Data stored for years creates compounding exposure. Even if a user deletes an account, backups, aggregated datasets, or trained models may still exist within defined retention limits. That complexity weakens public understanding of control. Data privacy in AI systems, therefore, extends beyond collection.
It involves lifecycle management, model governance, and oversight that goes beyond a one-time consent interaction.
The EU AI Act and the politics of delay
Rather than a simple policy disagreement, the current debate follows a sequence of developments.
The original framework
The EU AI Act introduced a risk-based model. AI systems were divided into categories based on impact. High-risk systems, including those used in recruitment, credit assessment, healthcare, education, and law enforcement, were placed under stricter obligations.
What high-risk systems must do?
Under the Act, these systems are expected to meet requirements such as:
- Documenting how the system works
- Ensuring data quality and traceability
- Providing transparency to users
- Maintaining human oversight
- Undergoing conformity assessments
The timeline adjustment and its context
In late 2025, the European Commission proposed extending certain high-risk compliance milestones to 2027. The proposal concerns implementation timing rather than the definition of high-risk systems. The legal framework itself remains intact.
Data consent management cannot carry the full burden
Data consent management platforms help organisations record preferences and demonstrate compliance. Yet documentation alone does not equal protection. The digital ecosystem is complex. A single service may involve analytics providers, cloud vendors, AI model suppliers, and advertising networks. Data flows across borders and platforms.

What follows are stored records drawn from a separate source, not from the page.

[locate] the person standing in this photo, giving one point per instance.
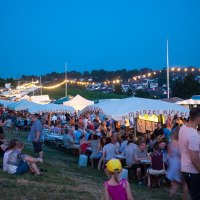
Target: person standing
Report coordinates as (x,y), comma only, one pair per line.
(158,131)
(189,142)
(35,135)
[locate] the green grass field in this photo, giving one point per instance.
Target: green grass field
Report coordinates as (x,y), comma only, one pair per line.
(73,90)
(64,180)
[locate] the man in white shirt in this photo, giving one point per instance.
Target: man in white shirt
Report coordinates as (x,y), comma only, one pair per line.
(189,141)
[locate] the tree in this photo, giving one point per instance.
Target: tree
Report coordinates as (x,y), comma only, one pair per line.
(118,89)
(186,88)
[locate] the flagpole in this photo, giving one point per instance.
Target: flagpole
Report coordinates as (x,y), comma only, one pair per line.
(167,71)
(66,79)
(41,85)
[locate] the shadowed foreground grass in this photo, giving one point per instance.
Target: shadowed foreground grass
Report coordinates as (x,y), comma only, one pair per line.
(63,180)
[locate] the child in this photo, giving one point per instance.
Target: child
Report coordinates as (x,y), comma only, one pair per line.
(116,189)
(157,164)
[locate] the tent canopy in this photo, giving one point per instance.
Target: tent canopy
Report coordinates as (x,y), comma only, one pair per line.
(21,105)
(61,100)
(41,99)
(133,107)
(5,103)
(50,107)
(78,103)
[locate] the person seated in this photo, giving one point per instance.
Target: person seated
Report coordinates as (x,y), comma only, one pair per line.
(3,144)
(167,133)
(140,154)
(77,135)
(123,143)
(109,150)
(129,152)
(94,148)
(68,140)
(9,125)
(84,144)
(19,163)
(11,147)
(57,129)
(153,140)
(163,149)
(157,163)
(159,131)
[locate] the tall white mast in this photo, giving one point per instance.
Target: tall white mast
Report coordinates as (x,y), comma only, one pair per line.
(167,71)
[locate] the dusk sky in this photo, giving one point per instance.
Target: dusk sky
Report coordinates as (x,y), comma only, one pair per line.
(39,36)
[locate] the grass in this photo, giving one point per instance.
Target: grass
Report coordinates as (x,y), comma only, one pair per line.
(73,90)
(63,180)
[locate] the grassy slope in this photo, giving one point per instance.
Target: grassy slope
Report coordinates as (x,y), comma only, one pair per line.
(64,180)
(74,90)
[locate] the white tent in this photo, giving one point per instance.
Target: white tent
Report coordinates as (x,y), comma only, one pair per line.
(50,107)
(21,105)
(78,103)
(133,107)
(5,103)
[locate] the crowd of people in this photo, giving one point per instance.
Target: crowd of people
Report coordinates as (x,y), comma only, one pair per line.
(171,152)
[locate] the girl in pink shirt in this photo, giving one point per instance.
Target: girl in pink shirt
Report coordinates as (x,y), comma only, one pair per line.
(116,189)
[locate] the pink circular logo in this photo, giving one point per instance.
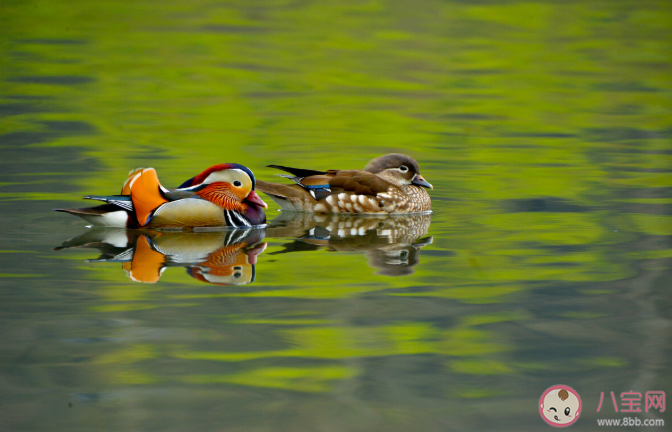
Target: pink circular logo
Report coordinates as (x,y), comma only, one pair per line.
(560,405)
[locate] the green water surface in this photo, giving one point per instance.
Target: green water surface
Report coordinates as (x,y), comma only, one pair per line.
(545,128)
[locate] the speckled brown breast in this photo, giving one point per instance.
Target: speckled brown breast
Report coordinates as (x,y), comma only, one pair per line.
(404,199)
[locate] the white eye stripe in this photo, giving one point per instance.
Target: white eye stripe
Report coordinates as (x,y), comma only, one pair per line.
(228,176)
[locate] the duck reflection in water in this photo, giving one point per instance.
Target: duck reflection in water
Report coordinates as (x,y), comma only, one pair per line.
(217,257)
(228,257)
(391,243)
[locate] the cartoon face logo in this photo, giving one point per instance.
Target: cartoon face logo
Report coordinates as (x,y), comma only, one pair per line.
(560,406)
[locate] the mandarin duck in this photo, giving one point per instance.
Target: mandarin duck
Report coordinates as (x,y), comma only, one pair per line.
(388,184)
(222,195)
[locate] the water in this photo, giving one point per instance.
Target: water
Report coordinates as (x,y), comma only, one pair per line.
(544,128)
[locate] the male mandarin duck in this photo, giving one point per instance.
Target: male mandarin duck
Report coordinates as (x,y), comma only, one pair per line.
(222,195)
(388,184)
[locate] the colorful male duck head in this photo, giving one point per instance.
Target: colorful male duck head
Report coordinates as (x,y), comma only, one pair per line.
(222,195)
(228,185)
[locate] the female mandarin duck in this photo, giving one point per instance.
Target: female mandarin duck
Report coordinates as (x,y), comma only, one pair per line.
(388,184)
(222,195)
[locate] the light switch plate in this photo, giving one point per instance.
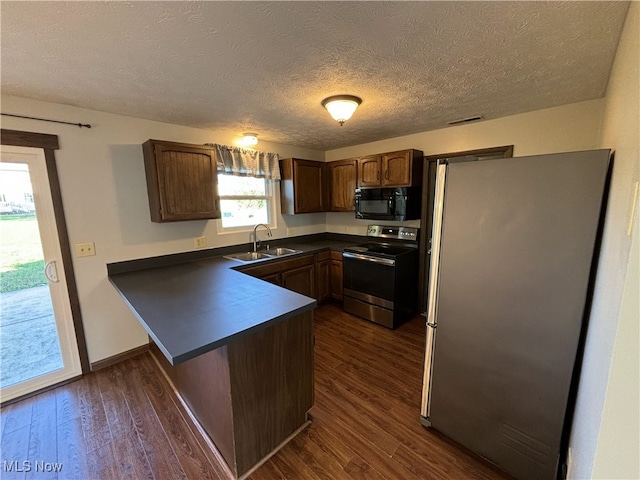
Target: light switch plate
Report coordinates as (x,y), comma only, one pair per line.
(87,249)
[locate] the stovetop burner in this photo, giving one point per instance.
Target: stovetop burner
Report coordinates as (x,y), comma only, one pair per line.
(381,249)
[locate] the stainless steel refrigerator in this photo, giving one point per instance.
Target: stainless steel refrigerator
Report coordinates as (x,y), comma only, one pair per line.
(512,263)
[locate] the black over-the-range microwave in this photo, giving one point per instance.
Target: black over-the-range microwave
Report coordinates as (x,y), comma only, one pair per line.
(388,203)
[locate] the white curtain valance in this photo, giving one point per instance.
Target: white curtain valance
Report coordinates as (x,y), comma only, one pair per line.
(246,162)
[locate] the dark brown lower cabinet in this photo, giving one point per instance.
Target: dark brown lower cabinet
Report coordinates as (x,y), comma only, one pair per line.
(300,280)
(251,395)
(335,275)
(323,281)
(296,274)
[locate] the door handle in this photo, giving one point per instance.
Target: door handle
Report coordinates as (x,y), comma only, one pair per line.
(51,272)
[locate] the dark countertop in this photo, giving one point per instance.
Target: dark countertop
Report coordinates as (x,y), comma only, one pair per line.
(190,305)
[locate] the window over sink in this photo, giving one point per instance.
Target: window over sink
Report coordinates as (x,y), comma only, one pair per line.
(245,202)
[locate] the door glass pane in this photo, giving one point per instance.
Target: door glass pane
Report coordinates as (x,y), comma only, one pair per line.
(29,345)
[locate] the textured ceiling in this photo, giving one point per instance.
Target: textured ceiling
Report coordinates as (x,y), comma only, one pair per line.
(266,66)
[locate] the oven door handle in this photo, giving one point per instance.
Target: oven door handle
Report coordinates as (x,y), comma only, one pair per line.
(367,258)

No individual can realistically track every downstream use. This structural imbalance explains why many observers argue that data consent is under strain. The model assumes informed individuals can manage large-scale data ecosystems. That assumption no longer holds.
Distilled
Step back for a moment, and the imbalance becomes obvious. The systems running underneath everyday apps are complex, data-hungry, and constantly learning. The approval process for all of that is usually a small banner that disappears in seconds. Most people are not making detailed privacy calculations each time they click. They are moving through a task. At the same time, research keeps showing that people want strong safeguards around AI and feel uneasy when those safeguards seem uncertain. That contrast says more about the limits of current data consent practices than any policy document does.

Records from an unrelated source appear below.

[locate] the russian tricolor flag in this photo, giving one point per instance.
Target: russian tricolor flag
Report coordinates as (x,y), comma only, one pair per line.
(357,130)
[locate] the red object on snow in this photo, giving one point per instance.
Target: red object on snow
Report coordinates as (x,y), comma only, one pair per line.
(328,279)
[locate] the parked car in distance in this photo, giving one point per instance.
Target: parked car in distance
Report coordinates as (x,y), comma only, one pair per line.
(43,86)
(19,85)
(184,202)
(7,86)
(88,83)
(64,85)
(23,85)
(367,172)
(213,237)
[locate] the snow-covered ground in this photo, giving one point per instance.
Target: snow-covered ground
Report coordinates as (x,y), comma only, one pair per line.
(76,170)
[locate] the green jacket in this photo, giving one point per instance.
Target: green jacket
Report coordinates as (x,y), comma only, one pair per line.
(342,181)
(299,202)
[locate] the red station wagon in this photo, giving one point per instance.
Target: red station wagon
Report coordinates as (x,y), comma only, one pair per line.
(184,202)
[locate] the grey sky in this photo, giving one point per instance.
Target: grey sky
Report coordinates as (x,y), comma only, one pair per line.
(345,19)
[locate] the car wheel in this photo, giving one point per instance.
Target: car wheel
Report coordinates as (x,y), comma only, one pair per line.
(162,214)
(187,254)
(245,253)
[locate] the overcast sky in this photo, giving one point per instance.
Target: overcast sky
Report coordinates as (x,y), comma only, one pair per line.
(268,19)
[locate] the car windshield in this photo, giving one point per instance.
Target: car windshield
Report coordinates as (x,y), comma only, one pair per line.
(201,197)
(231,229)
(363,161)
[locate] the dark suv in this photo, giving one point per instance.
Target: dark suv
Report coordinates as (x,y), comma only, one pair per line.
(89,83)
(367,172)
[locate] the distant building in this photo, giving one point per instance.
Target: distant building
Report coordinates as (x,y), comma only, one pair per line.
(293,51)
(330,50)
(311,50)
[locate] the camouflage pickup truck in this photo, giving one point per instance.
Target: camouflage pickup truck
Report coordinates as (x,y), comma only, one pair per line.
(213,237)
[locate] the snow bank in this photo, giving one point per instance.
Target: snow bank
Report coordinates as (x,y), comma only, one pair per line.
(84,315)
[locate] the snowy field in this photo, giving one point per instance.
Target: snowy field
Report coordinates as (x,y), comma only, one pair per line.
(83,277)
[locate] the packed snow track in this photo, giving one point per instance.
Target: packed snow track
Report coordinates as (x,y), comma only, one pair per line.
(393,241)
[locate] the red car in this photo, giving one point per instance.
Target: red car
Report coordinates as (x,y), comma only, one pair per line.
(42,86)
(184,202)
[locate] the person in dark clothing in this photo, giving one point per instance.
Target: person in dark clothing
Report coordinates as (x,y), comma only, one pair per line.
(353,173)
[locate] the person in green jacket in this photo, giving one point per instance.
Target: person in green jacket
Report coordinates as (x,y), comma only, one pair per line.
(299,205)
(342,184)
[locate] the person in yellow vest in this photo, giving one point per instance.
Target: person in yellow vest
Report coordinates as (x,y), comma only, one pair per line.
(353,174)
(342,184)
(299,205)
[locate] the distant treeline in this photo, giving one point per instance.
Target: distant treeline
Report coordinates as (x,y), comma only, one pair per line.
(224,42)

The EU’s evolving approach to AI regulation shows how difficult this balance really is. Data consent still matters, but it cannot carry the weight of AI governance alone. Clear limits on data reuse, stronger technical protections, and steady enforcement will likely shape trust more than another layer of pop-ups. If data consent is going to remain credible in the age of predictive systems, it has to connect to something tangible — not just a momentary click.